Catchup, part two: Buys, sells, holds and “I dunno’s”

By Travis Johnson, Stock Gumshoe, January 28, 2011

A couple weeks ago I started my annual navel-gazing exercise of looking back at past “idea of the month” stock (and other investment) suggestions — that first look covered the first year or so of these more formalized ideas for the Stock Gumshoe Irregulars, from 2008 to mid-2009, and now we’ll try to catch up. As I noted when I started this tradition, I do not maintain a model portfolio for you or track sell prices — the tracking I do assumes that you buy each stock I profile and hold it forever, which is obviously not what you’d probably do, so I try in occasional commentaries and in annual-ish surveys like today’s to provide updates on my opinion about the stocks I’ve analyzed for you in order to give some additional perspective, and make sure that I don’t give the impression that the dozens of stocks I’ve written about in this space are all still my bestest friends.

Going in chronological order (which is also how the performance tracking spreadsheet is set up), I covered the ideas from Seadrill to StoneMor Partners in our first iteration … which means that next up is …

Torm (TRMD) — Has grown even more contrarian, the basic argument for the shares still applies but it all depends on a recovery in product tanker rates, buy if you think they’re going up and sell if you think they’ll continue to stagnate.

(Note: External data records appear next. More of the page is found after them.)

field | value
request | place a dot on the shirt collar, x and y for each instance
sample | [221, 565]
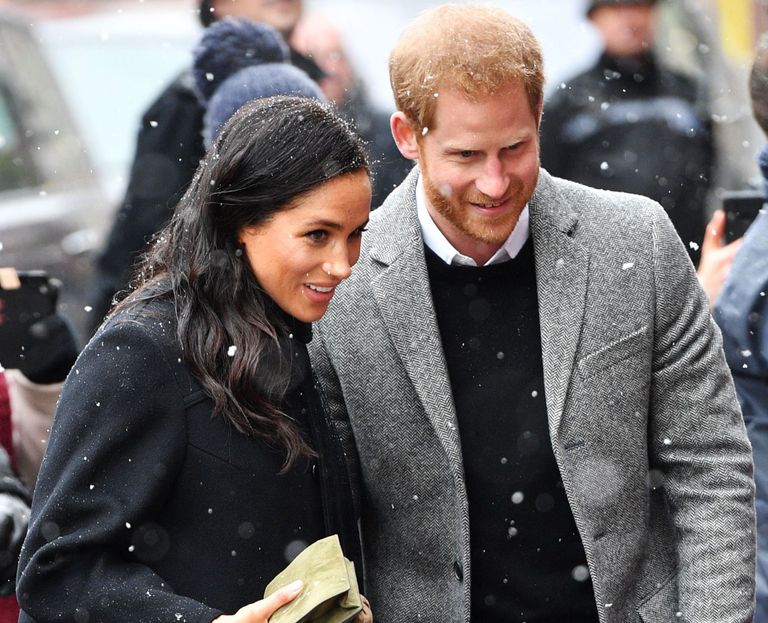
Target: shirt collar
[438, 243]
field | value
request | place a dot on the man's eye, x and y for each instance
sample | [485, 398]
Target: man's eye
[317, 235]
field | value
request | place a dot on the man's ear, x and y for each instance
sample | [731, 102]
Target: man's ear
[404, 135]
[539, 112]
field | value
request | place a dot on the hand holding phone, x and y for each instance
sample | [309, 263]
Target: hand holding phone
[31, 334]
[741, 207]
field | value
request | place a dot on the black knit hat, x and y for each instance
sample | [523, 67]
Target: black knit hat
[593, 4]
[238, 61]
[206, 13]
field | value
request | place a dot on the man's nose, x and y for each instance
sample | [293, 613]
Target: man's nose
[493, 181]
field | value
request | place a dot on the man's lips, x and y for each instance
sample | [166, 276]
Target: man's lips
[490, 208]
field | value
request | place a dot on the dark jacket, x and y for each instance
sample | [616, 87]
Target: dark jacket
[147, 508]
[168, 150]
[634, 126]
[388, 166]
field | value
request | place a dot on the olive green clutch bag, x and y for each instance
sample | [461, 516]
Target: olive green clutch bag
[330, 593]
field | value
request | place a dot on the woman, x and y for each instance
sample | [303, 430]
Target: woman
[190, 458]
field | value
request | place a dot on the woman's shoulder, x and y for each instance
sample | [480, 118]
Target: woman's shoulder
[142, 338]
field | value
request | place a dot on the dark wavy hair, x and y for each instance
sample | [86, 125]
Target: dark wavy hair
[270, 153]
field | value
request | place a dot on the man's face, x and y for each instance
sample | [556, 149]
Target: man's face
[282, 15]
[480, 163]
[627, 29]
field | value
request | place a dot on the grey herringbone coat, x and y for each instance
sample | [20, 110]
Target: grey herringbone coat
[642, 414]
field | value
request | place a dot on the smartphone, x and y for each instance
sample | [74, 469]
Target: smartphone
[24, 301]
[741, 208]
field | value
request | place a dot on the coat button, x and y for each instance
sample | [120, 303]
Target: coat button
[458, 571]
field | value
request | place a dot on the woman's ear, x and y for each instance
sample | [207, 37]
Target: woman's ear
[404, 135]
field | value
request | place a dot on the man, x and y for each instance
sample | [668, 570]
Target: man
[528, 371]
[741, 312]
[630, 124]
[168, 150]
[321, 41]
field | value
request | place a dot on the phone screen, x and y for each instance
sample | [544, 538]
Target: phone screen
[741, 208]
[31, 299]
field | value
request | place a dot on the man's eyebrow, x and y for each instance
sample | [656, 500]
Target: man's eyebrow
[324, 223]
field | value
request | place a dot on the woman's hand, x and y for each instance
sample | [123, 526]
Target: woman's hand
[716, 257]
[260, 611]
[365, 615]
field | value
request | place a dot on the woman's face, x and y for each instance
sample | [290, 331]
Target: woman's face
[303, 252]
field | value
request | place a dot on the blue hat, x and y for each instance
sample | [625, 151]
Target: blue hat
[238, 61]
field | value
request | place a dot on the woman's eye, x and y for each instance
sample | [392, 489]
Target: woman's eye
[317, 235]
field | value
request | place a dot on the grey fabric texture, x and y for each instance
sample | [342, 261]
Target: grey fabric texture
[643, 418]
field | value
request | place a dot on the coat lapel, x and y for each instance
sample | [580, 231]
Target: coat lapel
[404, 298]
[562, 269]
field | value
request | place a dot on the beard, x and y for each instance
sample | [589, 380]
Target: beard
[456, 210]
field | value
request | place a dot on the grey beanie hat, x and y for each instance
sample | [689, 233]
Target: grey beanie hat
[238, 61]
[593, 4]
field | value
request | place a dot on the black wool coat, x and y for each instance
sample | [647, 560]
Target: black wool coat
[148, 509]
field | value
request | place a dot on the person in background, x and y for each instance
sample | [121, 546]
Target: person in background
[237, 61]
[736, 276]
[168, 150]
[545, 424]
[191, 458]
[28, 396]
[630, 124]
[319, 39]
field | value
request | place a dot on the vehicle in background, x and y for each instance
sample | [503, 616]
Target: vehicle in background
[111, 62]
[72, 91]
[52, 208]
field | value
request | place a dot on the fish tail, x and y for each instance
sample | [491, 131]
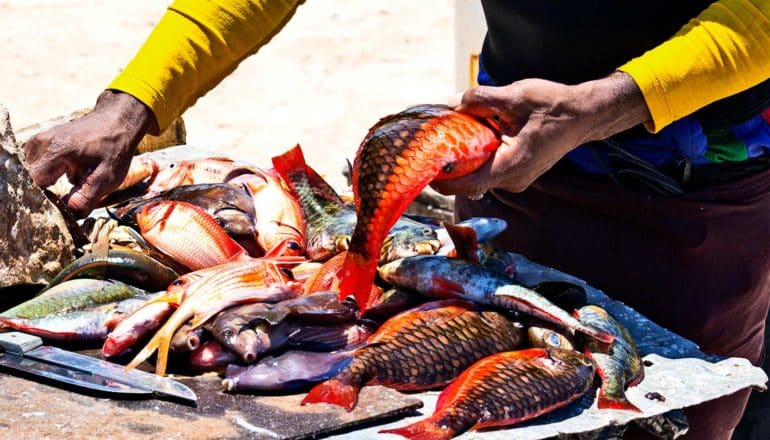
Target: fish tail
[357, 278]
[335, 392]
[427, 429]
[615, 402]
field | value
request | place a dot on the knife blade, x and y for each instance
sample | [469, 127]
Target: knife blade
[25, 353]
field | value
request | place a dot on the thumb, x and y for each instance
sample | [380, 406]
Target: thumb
[483, 101]
[88, 191]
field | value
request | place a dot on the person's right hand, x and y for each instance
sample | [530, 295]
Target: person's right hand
[93, 151]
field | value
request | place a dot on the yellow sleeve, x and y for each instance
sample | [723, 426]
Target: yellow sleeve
[723, 51]
[196, 44]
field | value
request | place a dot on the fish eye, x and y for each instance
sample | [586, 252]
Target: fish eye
[553, 339]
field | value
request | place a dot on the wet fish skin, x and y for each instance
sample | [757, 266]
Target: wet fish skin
[329, 223]
[211, 357]
[230, 284]
[504, 389]
[618, 364]
[87, 324]
[399, 156]
[137, 326]
[289, 371]
[543, 337]
[422, 348]
[132, 267]
[444, 277]
[73, 295]
[187, 234]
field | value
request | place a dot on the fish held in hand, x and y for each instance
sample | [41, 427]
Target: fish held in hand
[422, 348]
[399, 156]
[618, 364]
[187, 234]
[505, 389]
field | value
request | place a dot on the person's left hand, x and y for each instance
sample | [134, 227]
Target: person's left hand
[540, 122]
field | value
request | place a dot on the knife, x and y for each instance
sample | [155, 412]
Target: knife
[26, 354]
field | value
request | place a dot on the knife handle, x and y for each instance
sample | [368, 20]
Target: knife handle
[19, 343]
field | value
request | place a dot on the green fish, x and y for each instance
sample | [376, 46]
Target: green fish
[330, 222]
[73, 295]
[618, 364]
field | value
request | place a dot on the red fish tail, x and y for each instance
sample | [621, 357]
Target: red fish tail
[427, 429]
[615, 402]
[334, 392]
[357, 279]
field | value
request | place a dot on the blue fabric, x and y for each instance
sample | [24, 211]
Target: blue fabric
[683, 139]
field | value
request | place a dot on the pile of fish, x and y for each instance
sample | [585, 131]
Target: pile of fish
[272, 279]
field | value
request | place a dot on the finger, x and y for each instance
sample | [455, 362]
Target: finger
[483, 101]
[88, 191]
[472, 184]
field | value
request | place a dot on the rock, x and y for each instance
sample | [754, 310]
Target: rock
[35, 243]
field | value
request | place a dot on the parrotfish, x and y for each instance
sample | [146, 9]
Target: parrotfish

Torm is a touch call at this point — this is a large operator of a dry bulk and product tanker pool, and owner of a large number of product tankers that ship refined petroleum products worldwide. I thought it was a contrarian play on an improving economic picture back in the Summer of 2009, but it has become doubly so now and the shares are substantially lower. I suggested the stock around $10, and it’s now around $7, which I also noted was probably a reasonable stop loss for the risk averse. Interestingly enough, I also said at the time that I’d be surprised if the shares dipped below $6, due to the value of their underlying assets, and the low for the last year has been $5.98. That’s luck, by the way, not prescience. I also suggested that I thought 2010 would see product tanker rates recover, and product tankers are the key to their operation — that ...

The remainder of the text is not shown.